Adam-God Theory vs. Adam-God Doctrine
“He is our Father and our God, and the only God with whom we have to do.” -Brigham Young, Journal of Discourses
The Adam-God theory presented by both the LDS church and anti-Mormon groups states that Brigham Young taught that God the Father is in fact Adam, the first man, who is Michael the archangel. If one reads Young’s sermons on the subject one could misconstrue this idea.
However, the LDS temple service known as the endowment still has many of the additions Young added to it, including the part where God the Father sends the pre-mortal Jesus and Adam (here Jehovah and Michael) to create the world. The Adam-God theory then, falls flat. According to the teachings of the temple endowment, Adam could not be the Father.

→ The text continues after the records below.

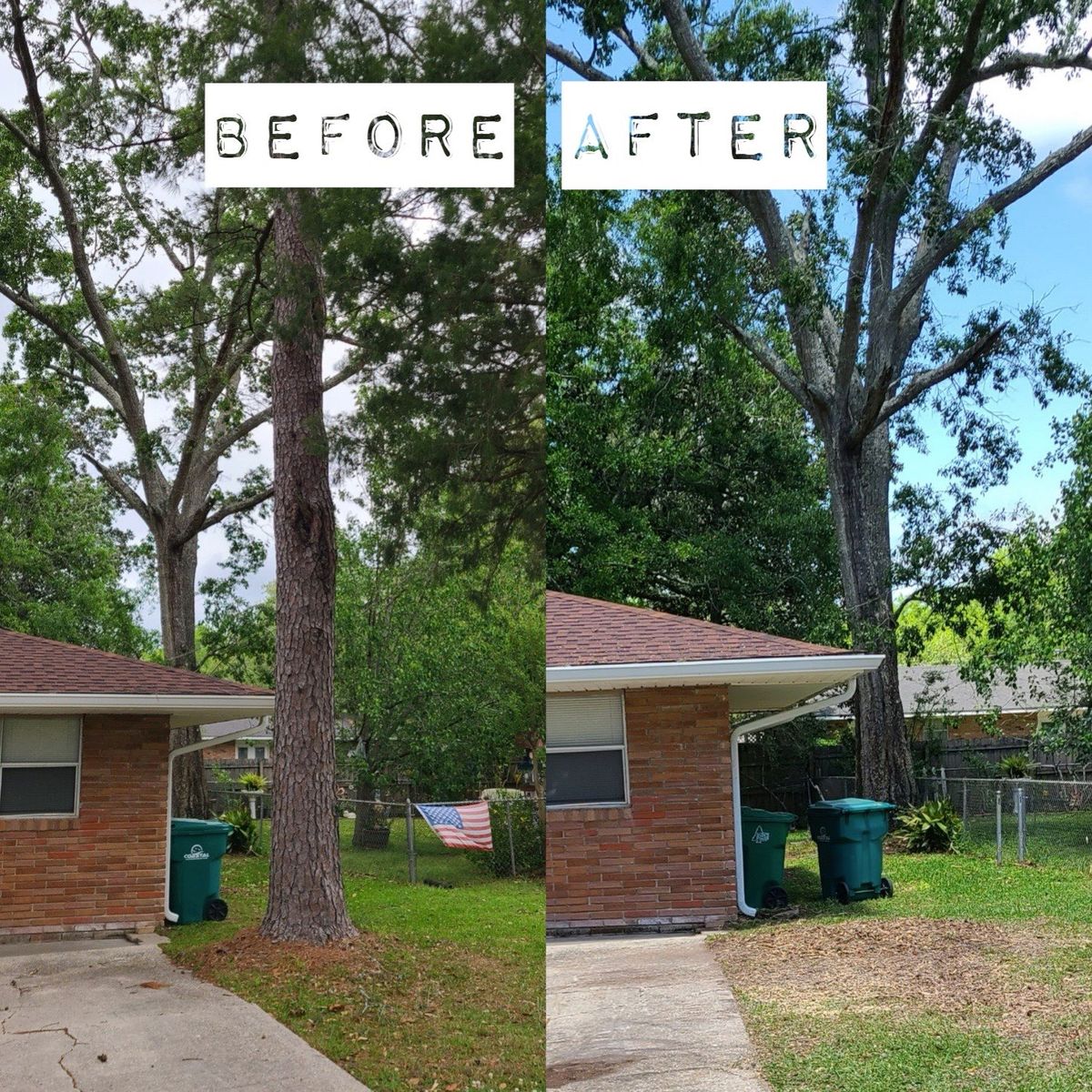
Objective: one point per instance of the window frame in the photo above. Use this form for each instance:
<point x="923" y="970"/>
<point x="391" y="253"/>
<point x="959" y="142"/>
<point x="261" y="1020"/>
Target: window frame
<point x="623" y="747"/>
<point x="77" y="765"/>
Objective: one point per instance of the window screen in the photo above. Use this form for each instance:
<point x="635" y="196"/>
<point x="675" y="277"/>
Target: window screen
<point x="585" y="747"/>
<point x="39" y="765"/>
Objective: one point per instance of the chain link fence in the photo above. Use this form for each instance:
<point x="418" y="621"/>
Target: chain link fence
<point x="1013" y="819"/>
<point x="518" y="834"/>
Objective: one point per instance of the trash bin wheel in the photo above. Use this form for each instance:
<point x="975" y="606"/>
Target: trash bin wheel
<point x="216" y="910"/>
<point x="775" y="898"/>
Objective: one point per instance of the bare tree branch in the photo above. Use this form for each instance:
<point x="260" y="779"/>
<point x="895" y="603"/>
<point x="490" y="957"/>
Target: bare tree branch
<point x="569" y="59"/>
<point x="949" y="241"/>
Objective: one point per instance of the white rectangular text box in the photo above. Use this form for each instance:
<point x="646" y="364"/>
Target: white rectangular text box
<point x="689" y="136"/>
<point x="369" y="136"/>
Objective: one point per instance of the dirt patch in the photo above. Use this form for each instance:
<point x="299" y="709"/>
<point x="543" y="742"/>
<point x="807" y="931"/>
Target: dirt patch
<point x="975" y="972"/>
<point x="250" y="951"/>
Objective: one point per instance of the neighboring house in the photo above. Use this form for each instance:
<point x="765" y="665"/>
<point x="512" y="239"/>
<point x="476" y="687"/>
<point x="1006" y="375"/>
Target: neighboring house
<point x="257" y="747"/>
<point x="85" y="746"/>
<point x="939" y="704"/>
<point x="640" y="784"/>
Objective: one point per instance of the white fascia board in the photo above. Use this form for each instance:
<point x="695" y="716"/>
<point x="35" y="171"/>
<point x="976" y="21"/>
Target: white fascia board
<point x="184" y="710"/>
<point x="827" y="670"/>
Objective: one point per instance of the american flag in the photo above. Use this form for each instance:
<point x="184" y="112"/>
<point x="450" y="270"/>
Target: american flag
<point x="460" y="825"/>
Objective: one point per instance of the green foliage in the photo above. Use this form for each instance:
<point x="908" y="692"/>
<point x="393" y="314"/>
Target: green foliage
<point x="438" y="672"/>
<point x="932" y="827"/>
<point x="63" y="562"/>
<point x="529" y="840"/>
<point x="1016" y="765"/>
<point x="245" y="835"/>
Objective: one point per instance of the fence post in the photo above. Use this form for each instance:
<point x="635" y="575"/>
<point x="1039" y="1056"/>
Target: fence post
<point x="410" y="847"/>
<point x="511" y="844"/>
<point x="1021" y="824"/>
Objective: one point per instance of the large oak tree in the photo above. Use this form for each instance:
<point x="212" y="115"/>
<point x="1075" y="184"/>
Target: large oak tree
<point x="846" y="294"/>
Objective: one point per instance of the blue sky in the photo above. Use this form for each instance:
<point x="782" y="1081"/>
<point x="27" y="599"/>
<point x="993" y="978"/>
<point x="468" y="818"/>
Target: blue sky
<point x="1049" y="246"/>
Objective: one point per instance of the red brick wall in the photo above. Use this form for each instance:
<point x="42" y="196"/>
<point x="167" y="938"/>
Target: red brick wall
<point x="104" y="869"/>
<point x="669" y="858"/>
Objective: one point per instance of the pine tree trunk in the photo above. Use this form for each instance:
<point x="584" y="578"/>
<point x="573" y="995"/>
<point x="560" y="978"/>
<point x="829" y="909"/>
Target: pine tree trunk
<point x="860" y="484"/>
<point x="306" y="899"/>
<point x="177" y="567"/>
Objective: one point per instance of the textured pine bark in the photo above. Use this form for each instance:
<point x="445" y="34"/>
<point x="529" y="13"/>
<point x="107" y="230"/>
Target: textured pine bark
<point x="860" y="502"/>
<point x="306" y="899"/>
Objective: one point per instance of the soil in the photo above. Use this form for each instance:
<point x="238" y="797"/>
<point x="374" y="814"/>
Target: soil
<point x="976" y="973"/>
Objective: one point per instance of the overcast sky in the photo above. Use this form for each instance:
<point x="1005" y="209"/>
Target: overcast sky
<point x="213" y="545"/>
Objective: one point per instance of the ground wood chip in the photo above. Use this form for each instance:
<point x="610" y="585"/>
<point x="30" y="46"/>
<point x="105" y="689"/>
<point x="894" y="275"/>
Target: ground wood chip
<point x="978" y="975"/>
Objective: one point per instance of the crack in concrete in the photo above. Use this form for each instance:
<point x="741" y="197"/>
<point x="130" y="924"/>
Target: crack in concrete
<point x="61" y="1059"/>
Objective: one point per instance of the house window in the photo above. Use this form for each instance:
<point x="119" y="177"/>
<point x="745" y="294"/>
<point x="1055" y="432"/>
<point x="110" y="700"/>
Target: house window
<point x="39" y="765"/>
<point x="585" y="751"/>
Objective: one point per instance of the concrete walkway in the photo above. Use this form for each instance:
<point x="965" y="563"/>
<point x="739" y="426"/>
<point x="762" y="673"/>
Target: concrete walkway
<point x="650" y="1014"/>
<point x="119" y="1016"/>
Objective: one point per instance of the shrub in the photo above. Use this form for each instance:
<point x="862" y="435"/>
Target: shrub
<point x="502" y="794"/>
<point x="933" y="827"/>
<point x="1015" y="765"/>
<point x="529" y="840"/>
<point x="245" y="834"/>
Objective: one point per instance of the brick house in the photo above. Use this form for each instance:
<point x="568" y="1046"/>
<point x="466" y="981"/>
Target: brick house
<point x="85" y="745"/>
<point x="642" y="724"/>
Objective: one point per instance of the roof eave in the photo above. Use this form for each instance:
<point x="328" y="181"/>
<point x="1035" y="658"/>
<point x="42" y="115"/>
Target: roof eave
<point x="749" y="672"/>
<point x="184" y="710"/>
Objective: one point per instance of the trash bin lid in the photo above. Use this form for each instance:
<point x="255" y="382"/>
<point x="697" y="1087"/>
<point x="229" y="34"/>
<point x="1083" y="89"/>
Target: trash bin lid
<point x="850" y="804"/>
<point x="760" y="814"/>
<point x="199" y="827"/>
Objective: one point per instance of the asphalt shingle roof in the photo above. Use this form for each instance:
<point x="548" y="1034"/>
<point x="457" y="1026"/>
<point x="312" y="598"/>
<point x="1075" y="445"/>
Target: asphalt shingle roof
<point x="37" y="665"/>
<point x="582" y="632"/>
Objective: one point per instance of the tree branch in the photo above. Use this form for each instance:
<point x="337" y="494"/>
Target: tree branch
<point x="686" y="41"/>
<point x="949" y="241"/>
<point x="774" y="363"/>
<point x="121" y="487"/>
<point x="569" y="59"/>
<point x="921" y="382"/>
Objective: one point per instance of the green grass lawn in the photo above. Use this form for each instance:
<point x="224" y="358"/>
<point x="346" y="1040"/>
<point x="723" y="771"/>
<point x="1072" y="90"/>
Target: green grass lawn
<point x="971" y="978"/>
<point x="443" y="991"/>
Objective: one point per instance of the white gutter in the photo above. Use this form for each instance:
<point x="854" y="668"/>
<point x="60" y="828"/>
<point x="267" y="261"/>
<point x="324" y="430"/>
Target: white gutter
<point x="760" y="724"/>
<point x="201" y="745"/>
<point x="185" y="710"/>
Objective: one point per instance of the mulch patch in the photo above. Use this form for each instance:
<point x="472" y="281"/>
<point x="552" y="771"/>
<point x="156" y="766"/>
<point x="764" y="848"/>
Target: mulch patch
<point x="972" y="972"/>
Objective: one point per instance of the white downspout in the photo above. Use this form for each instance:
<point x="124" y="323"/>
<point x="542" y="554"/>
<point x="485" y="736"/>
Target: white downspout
<point x="201" y="745"/>
<point x="760" y="724"/>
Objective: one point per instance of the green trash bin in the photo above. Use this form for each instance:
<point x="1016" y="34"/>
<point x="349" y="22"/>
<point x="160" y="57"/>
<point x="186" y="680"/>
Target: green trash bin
<point x="196" y="849"/>
<point x="850" y="836"/>
<point x="764" y="834"/>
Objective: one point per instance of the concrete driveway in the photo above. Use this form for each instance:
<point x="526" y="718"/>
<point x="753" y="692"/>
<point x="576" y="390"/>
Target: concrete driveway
<point x="650" y="1014"/>
<point x="112" y="1016"/>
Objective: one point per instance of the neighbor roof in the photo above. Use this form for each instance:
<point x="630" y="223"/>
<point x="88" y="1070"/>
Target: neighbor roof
<point x="582" y="632"/>
<point x="39" y="675"/>
<point x="938" y="688"/>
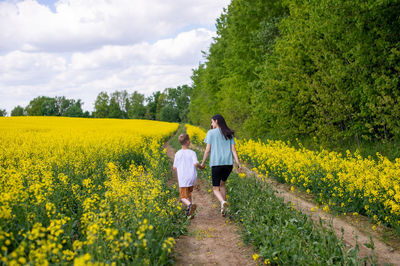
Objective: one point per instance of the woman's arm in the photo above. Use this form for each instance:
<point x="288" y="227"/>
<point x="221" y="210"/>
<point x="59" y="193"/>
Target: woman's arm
<point x="236" y="158"/>
<point x="206" y="153"/>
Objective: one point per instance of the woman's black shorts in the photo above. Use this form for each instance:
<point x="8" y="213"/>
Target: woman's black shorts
<point x="220" y="172"/>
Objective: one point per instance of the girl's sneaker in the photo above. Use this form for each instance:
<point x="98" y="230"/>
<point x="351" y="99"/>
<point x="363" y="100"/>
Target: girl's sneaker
<point x="190" y="210"/>
<point x="224" y="208"/>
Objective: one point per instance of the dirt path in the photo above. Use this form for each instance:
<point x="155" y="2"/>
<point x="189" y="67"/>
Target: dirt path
<point x="352" y="227"/>
<point x="212" y="239"/>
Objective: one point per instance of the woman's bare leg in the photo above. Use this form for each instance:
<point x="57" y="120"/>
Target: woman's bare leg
<point x="218" y="194"/>
<point x="222" y="189"/>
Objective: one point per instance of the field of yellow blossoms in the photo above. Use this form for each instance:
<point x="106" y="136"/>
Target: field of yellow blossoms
<point x="85" y="192"/>
<point x="344" y="183"/>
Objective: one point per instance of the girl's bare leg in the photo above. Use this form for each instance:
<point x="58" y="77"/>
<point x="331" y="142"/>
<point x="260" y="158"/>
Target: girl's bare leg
<point x="222" y="189"/>
<point x="218" y="194"/>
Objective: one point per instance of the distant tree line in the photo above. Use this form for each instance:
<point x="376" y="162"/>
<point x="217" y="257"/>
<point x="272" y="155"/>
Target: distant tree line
<point x="322" y="68"/>
<point x="170" y="105"/>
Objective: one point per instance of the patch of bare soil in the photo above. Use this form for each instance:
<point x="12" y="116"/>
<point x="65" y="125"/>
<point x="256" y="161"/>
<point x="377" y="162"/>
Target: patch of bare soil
<point x="355" y="229"/>
<point x="212" y="239"/>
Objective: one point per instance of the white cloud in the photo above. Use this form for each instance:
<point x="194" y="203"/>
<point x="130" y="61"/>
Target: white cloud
<point x="142" y="67"/>
<point x="81" y="47"/>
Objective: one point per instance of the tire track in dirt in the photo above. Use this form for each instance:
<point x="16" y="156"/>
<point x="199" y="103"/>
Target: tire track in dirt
<point x="212" y="239"/>
<point x="383" y="252"/>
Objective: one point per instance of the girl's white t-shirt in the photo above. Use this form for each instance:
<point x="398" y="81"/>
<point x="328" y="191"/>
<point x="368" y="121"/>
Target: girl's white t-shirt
<point x="184" y="162"/>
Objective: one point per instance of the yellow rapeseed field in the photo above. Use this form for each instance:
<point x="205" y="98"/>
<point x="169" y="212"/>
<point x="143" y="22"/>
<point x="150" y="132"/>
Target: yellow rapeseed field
<point x="347" y="183"/>
<point x="85" y="191"/>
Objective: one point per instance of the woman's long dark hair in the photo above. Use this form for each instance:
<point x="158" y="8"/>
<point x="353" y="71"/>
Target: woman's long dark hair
<point x="226" y="131"/>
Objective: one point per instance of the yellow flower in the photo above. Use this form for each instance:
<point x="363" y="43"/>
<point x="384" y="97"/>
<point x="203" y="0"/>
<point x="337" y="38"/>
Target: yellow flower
<point x="255" y="256"/>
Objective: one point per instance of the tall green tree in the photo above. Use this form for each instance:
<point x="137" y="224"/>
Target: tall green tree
<point x="229" y="78"/>
<point x="136" y="108"/>
<point x="42" y="106"/>
<point x="101" y="105"/>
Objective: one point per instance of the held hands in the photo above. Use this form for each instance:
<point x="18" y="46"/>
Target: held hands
<point x="200" y="166"/>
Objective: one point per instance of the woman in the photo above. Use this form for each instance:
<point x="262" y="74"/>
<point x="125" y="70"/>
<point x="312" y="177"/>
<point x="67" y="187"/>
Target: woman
<point x="221" y="144"/>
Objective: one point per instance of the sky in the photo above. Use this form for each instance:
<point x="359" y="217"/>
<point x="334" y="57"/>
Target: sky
<point x="78" y="48"/>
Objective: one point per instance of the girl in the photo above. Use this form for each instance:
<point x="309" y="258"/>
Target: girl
<point x="221" y="144"/>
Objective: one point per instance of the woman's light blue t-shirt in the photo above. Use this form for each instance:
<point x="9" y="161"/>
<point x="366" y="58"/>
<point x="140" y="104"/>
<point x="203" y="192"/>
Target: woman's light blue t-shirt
<point x="221" y="148"/>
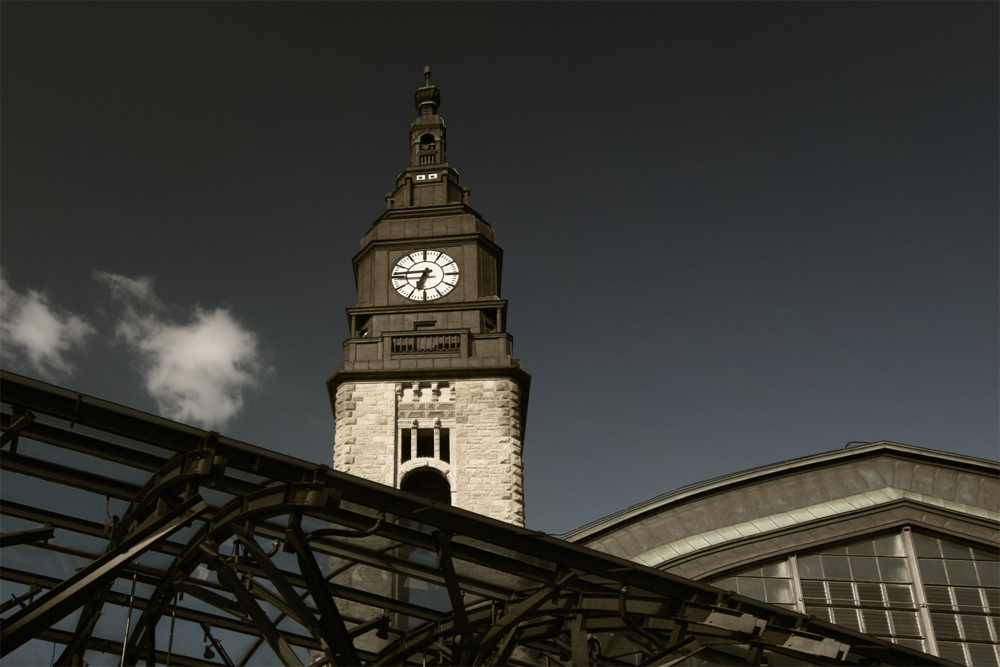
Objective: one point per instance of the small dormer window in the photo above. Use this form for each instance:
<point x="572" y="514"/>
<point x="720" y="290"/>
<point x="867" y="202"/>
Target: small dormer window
<point x="427" y="149"/>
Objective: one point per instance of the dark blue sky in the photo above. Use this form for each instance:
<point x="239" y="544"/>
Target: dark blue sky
<point x="734" y="233"/>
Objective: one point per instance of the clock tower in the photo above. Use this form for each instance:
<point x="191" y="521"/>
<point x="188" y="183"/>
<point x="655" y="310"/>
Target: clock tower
<point x="429" y="398"/>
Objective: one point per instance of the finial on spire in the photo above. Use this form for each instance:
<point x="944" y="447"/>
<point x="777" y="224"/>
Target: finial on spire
<point x="428" y="97"/>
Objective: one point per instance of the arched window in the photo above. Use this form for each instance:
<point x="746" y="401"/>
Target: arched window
<point x="928" y="592"/>
<point x="428" y="484"/>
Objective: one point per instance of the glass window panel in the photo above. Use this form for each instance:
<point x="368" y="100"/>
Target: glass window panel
<point x="905" y="623"/>
<point x="989" y="573"/>
<point x="836" y="567"/>
<point x="968" y="599"/>
<point x="983" y="655"/>
<point x="981" y="554"/>
<point x="911" y="643"/>
<point x="951" y="550"/>
<point x="889" y="545"/>
<point x="726" y="584"/>
<point x="961" y="572"/>
<point x="926" y="546"/>
<point x="953" y="652"/>
<point x="814" y="591"/>
<point x="810" y="567"/>
<point x="870" y="593"/>
<point x="932" y="571"/>
<point x="753" y="588"/>
<point x="847" y="618"/>
<point x="975" y="628"/>
<point x="822" y="613"/>
<point x="899" y="595"/>
<point x="938" y="597"/>
<point x="779" y="590"/>
<point x="992" y="596"/>
<point x="876" y="621"/>
<point x="945" y="626"/>
<point x="862" y="548"/>
<point x="776" y="569"/>
<point x="841" y="591"/>
<point x="864" y="568"/>
<point x="893" y="569"/>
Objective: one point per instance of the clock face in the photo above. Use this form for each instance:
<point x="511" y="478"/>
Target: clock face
<point x="424" y="275"/>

This leads us to the Adam-God doctrine; that God the Father is the father as the creator of our spirits, Jesus is the father as the creator of our flesh and our salvation, and Adam is the father of the human race. Thus all are the Father in some sense.
According to this theology, Adam did not retake his physical body when Christ was resurrected, as so many others did when the graves were opened. Rather, he remained a Spirit as the member of the Godhead known as the Holy Ghost.
This doctrine is still taught in the LDS temples, and is still a fundamental doctrine for a number of LDS offshoots. However, it is not officially endorsed or taught outside of the temple by the LDS church, so most members are unaware of it and/or do not endorse, believe, or teach it.